Squeezing & Sharding Cosmos DB
Recently I’ve been exploring the cost optimizations that are possible in Cosmos DB, and tripped over some interesting gotchas and side behaviors that I thought were blog worthy. This is mostly a ‘stream of consciousness’ of the various problems I bounced off, but I’m sure I’m not the only that will to go through such a journey
Azure Cosmos DB is a great service with some huge features (global scale, low latency, replication, multi-model, multi API, etc). As a PaaS NoSQL offering it’s naturally attractive for smaller projects too, however the snag quickly becomes the apparently high price
UPDATE. Since publishing this post, the Cosmos DB team and product manager reached out to me directly about some of the issues I mentioned. Firstly I wanted to say how amazing it is having the product group engage with bloggers and the community like this! Secondly they are looking to address some of problems I encountered, which is great.
For large scale enterprise/global apps the price is justified, but when working on a demo or prototype it can be more painful to use.
A couple of concepts and terms before we move on. Cosmos DB is sized & priced on ‘RU/s’, which is “Request Units per second”, I’ll steal a quote from the docs to explain this one:
You can think of RU/s as the currency for throughput. RU/s is a rate-based currency, which abstracts the system resources such as CPU, IOPS, and memory that are required to perform the database operations supported by Azure Cosmos DB
The other thing I’ll be talking about is Cosmos DB databases and collections, a database is pretty self explanatory. Under a database you create one or more collections. A collection is basically like a table in a traditional relational database system.

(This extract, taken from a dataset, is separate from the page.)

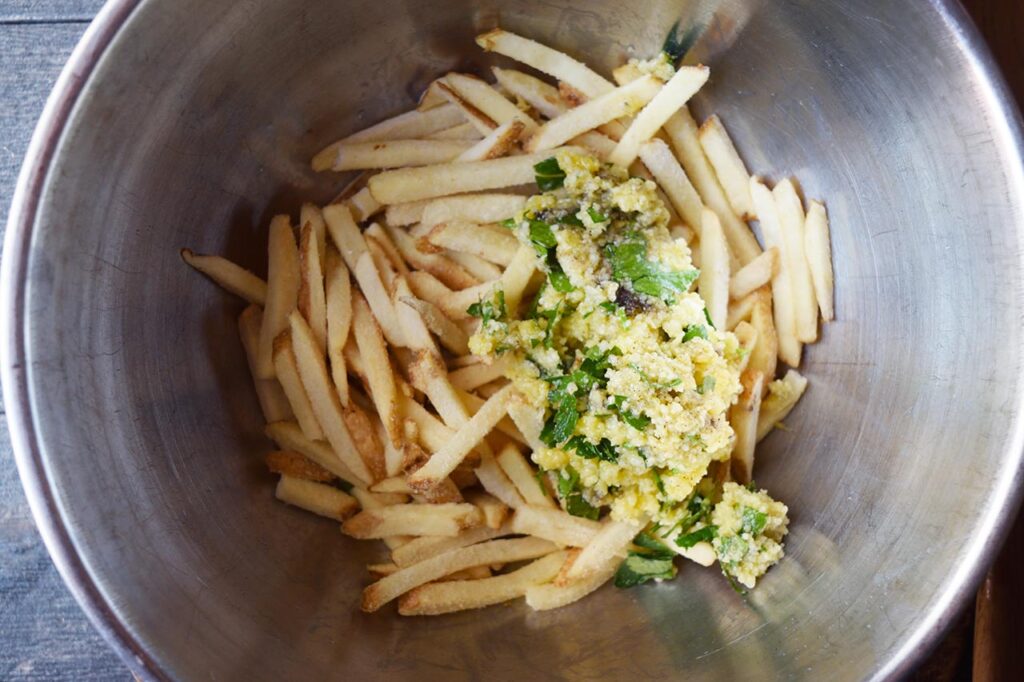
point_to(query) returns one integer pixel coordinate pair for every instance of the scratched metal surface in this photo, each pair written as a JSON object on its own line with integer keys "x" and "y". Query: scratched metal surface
{"x": 45, "y": 637}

Originally Cosmos DB only allowed allocating your RU/s at a collection level, with a minimum of 400 RU/s per collection. It wasn’t uncommon for projects have hundreds or even thousands of collections in a database, especially for those migrating from MongoDB. As a result the costs could really stack up
More recently RU/s can now be allocated at the database level, and have Cosmos DB share those RU/s across all collections in it. This comes with some conditions which are covered in the docs, there’s also some other “side effects” which I’ll go into.
Sharding Surprise
I have a Cosmos DB account (running in MongoDB mode) used for my Smilr project. As I leave it running in one of my personal Azure subscriptions, but only use it for demos I wanted to see how I could squeeze the costs to a minimum and really pinch those pennies
I only have three collections so rather than pay for 1200 RU/s (three collections at 400 RU/s each) I wanted to try to fit them into a 400 RU/s database. So I created the new database with the magic (and easy to miss) “Provision throughput” checkbox
Great I thought, point my app at the new database, import my backed up data - job done. However I started to hit some problems. I was using the MongoDB API and with MongoDB, collections are dynamically created the first time you insert something into them. Basically you never need to run “CREATE TABLE blah”, they just pop into life the first time your code needs them.

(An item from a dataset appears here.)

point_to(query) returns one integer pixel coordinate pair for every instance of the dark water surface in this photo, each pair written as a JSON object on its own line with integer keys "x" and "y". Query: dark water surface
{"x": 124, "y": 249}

I fired up the data API part of my Smilr app pointing at the new database and saw a bunch of errors
MongoError: Shared throughput collection should have a partition key
Sigh.
After some head scratching, I checked the Azure portal to try to create the collections manually, there I noticed that something called a “Shard key” was a required property
I was already familiar with the concept of “sharded” or partitioned data storage schemes from playing with Azure Tables, Service Fabric and DocumentDB. This is a huge topic which I don’t really want to get into here, needless to say it’s something you don’t get for free, it requires some planning.

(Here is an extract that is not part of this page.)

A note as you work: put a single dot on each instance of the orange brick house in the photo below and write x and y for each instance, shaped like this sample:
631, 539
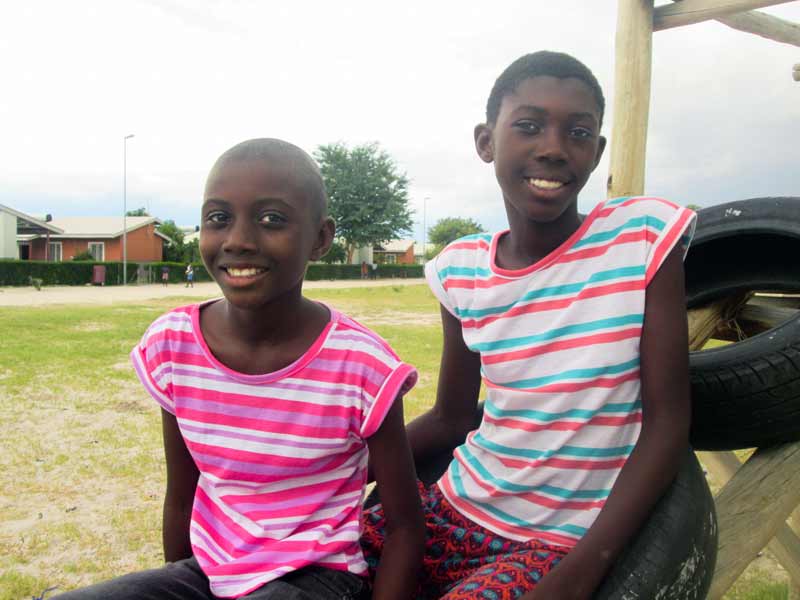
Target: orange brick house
100, 236
395, 252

I had to pick some properties in my data which could sensibly divide and split up my data, this was the easy part, I had sensible partition/shard keys I could use. After creating my collections manually in the portal (rather than letting my code auto create them) and setting the shard key properties I had picked. Bingo! No more errors when I started my data API, time to import my data backups…
I Got The No RUs Blues
My existing data was tiny (less than 600 documents in all) but I didn’t want to lose it. I used mongoexport
to backup my data, so naturally I used mongoimport
to reimport it. I kicked off the command and was confronted with a wall of errors :( the main one I spotted was
Message: {"Errors":["Request rate is large"]
Accompanied with a HTTP 429 error - I was being throttled and rate limited. Well it turns out that 400 RU/s isn’t a lot, 400 operations per section to be precise. The mongoimport
was busting this limit with ease.
Sigh.
Simple solution - I scaled up my throughput on my database to 5000 RU/s (that was a guess) and re-run. The import sailed through no problem, after this I scaled it back down to 400 RU/s
Shards of CRUD
Now I had my database running at 400 RU/s with three collections inside it and all my data. Mission accomplished? So I thought…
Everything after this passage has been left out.